After one day I tested the bottles kombucha by opening them and ♪♫♪♪ pfffttt-plunk ♪♫♫♪  they had fizz!  In fact, the blueberries quickly rose to the top of the bottle carried by wings of little bubble angels.  However, I knew from reading other blogs that it was imperative that I let it go through at least 3 days of a second ferment – just to get that really good fizz.


Three days later, I put the bottles in the refrigerator in anticipation of drinking the now flavored and fizzy kombucha with dinner.

Fermented Sweet Tea

A cold glass of the Tea of Immortality!

How did it taste?  Well, let’s say it isn’t my favorite.  It isn’t good, but it isn’t bad either.  I think I can easily drink about 2-4 ounces a day, just for it’s health benefit.

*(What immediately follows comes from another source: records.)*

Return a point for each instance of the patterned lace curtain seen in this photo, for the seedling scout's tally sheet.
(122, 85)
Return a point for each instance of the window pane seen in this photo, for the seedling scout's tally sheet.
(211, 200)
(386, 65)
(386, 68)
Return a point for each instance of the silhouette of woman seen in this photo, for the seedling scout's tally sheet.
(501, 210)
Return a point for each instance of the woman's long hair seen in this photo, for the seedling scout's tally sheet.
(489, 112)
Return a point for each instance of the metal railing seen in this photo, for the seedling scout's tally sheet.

At first we thought we liked the blueberry/lemon best, but then the cherry vanilla ended up the clear winner. However, this won’t be gracing my table anytime soon to serve alongside dinner.  My husband’s palate is even more sensitive to the vinegary taste than mine is, so no, this won’t be a sodapop substitute for us.

Not yet.

If you know me, you know that I don’t give up so easily!

I want to try a few more rounds of brew using Oolong tea, green tea and white tea and see how that tastes.  I also want to try brewing the kombucha with a little less vinegar to start with, and see if that makes a difference.  So, stay tuned – there will be more to post soon!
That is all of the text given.